THD+N %  = 100 * ((Distortion + Noise) / (Signal + Distortion + Noise)

     Accurately reading the signal and the noise requires true RMS measurements.  SigmaStudio has some RMS-responding blocks, but they're described as "approximate".  Thus my distortion analyzer uses built-from-scratch RMS to DC converters.  These converters are quite noteworthy in themselves -- they employ an implicit method I shamelessly lifted from the venerable AD636 analog RMS-DC converter IC.  That chip is still around after 30+ years because it works so well!  A snippet from its data sheet explains implicit RMS conversion:

    This analyzer is of course limited by the -1701's own THD.  A direct connection from DAC out to ADC in reads 0.007%, so under ideal conditions you can measure down to about 0.01%.  Ideal conditions mean keeping the -1701's input and output levels near, but not right at, their maximums.  Thus you may need to improvise pads to operate your tested device at its desired levels.  Also I recommend running SigmaStudio on a laptop under battery power.  Finally, note that the sine wave output (from the DAC) is common grounded to the analyzer input (the ADC).  Thus, bridged power amplifiers could only be tested one side at a time.  It may be possible to use both input ADCs in a differential mode, but this was not tried.  Of course you'll definitely need some serious external attenuation to route that output into the -1701.   If you use a separate pure 1KHz source, you'll need to tune it carefully (as with the old analyzers I've seen on eBay).

    A PA mixer (not studio quality) tested with this analyzer measured 0.04% distortion normally, and 0.05% when driven into compression.  It always sounded OK to me, but now I know exactly how it performs!

Message was edited to include note on common-ground.

Distortion-meas.dspproj.zip
  • Hello Bob:

    Thank you again for your work.

    I am working on the design and benchmarking the performance of this D.A..

    On a related note, are Gerber files of the 1452 eval board available?

    Thank you,

    Tom

  •      Hi Tom,

         Judging from this thread:

    https://ez.analog.com/message/179869#179869

    AD has been willing to provide these in the past.  Try starting a new similar thread and see what happens.

         I'm using the PEDA as we speak, as where I work we have a new mixer prototype and nothing else with which to test it!

         Best regards,

         Bob

  • Bob:

    Thanks!  I trust the PEDA is giving satisfactory results!

    TomC

  •     Having some recent use for this project, I added a few features:

    • Differential input and output
    • Headphone output to listen to the filtered distortion products
    • Approx.

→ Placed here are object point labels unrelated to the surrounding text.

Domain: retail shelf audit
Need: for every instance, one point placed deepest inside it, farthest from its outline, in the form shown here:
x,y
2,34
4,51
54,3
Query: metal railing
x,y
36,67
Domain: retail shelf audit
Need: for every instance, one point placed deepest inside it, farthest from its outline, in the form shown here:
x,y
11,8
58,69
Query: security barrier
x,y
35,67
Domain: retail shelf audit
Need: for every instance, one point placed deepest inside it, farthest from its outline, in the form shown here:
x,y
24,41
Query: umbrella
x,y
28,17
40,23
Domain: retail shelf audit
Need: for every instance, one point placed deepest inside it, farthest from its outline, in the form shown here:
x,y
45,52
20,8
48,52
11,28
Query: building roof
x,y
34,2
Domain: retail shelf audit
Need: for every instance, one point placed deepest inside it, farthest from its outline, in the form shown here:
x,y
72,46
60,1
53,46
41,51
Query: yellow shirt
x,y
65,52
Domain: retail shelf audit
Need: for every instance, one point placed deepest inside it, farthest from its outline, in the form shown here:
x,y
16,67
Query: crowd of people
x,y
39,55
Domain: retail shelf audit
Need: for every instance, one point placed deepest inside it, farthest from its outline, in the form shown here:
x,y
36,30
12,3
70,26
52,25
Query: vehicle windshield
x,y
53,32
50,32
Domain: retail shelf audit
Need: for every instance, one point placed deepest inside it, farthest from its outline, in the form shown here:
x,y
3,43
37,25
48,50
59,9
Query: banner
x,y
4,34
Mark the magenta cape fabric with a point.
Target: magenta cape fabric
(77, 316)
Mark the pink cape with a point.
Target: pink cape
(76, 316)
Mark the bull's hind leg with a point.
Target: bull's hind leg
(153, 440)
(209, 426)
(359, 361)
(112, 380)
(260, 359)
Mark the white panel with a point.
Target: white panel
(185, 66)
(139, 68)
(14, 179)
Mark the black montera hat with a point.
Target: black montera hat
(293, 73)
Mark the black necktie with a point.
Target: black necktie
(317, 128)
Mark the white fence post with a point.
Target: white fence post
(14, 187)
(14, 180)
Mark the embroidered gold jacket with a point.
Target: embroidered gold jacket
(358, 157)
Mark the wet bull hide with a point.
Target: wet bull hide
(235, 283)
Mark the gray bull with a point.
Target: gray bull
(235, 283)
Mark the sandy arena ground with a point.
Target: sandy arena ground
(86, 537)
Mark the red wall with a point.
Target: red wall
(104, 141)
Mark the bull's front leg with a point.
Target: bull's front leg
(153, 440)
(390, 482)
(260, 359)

A-weighting filter
    • A display of the first five harmonic amplitudes

         The latter is modeled after a simple RF spectrum analyzer, not around the -1452's FFT capability (which no one seems to know how to use anyway).

        As you can see above, the mixer I was checking out has just under 0.1% THD+N.  At left, the harmonics from 2nd to 5th are shown.

    Distortion-meas_1452-loaded.dspproj.zip
  • Hi Bob, thanks again for sharing this with us!

    Really interesting to have the ability to monitor the distortion product.

    @ADI I would like to see some documentations around the FFT functionality

  •     Heidi,

         Thanks for your appreciation!  I found that listening to the THD+N products is fascinating as well.  It sound nothing like the pure tone input!  And it may provide a clue to the distortion's origin.

         I notice in your schematic a distortion reading that's lower than the residual readings I get by routing the tone output directly back to the analyzer input.  Which DSP are you using?

         Best regards,

         Bob

  • Bob,

    it is a prototyp around the 1452.
    In case it sounds like the pure tone input, maybe it is related to a psychoacoustic effect (missing fundamental) and of cause a  good harmonic distortion spectrum.

    Mine does not sound like the pure tone input, you can hear the 3k if you rise the multiplier. But in this case, the overall noise is dominant and the 3k is in the background. The measurement was taken by a "normal" desktop pc, so maybe there is some influence.

    Best regards,

    Lasse

  • This was the DUT. Next stepp is to test a distortion analyzer based on a sharc+.

  • Nice looking prototype!  And its performance appears to exceed that of a stock -1452 board.

    Bob

  • Thanks Bob Slight smile

    It utilized a ADC/CS5381 and DAC/CS4398 in differential configuration. Clock is a crystek cchd at 24,576mhz with a clock distribution buffer. All mlck inputs a driven by a single low phase noise clock.

    The THD+N must be near/equal to the specs, but i have no acess to an analyzer that is able to measure it, and like the topic, I‘m not able to afford an AP/R&S with adequate performence.

    Maybe today i would choose a different ADC/DAC, but it is still not that simple to beat their specs.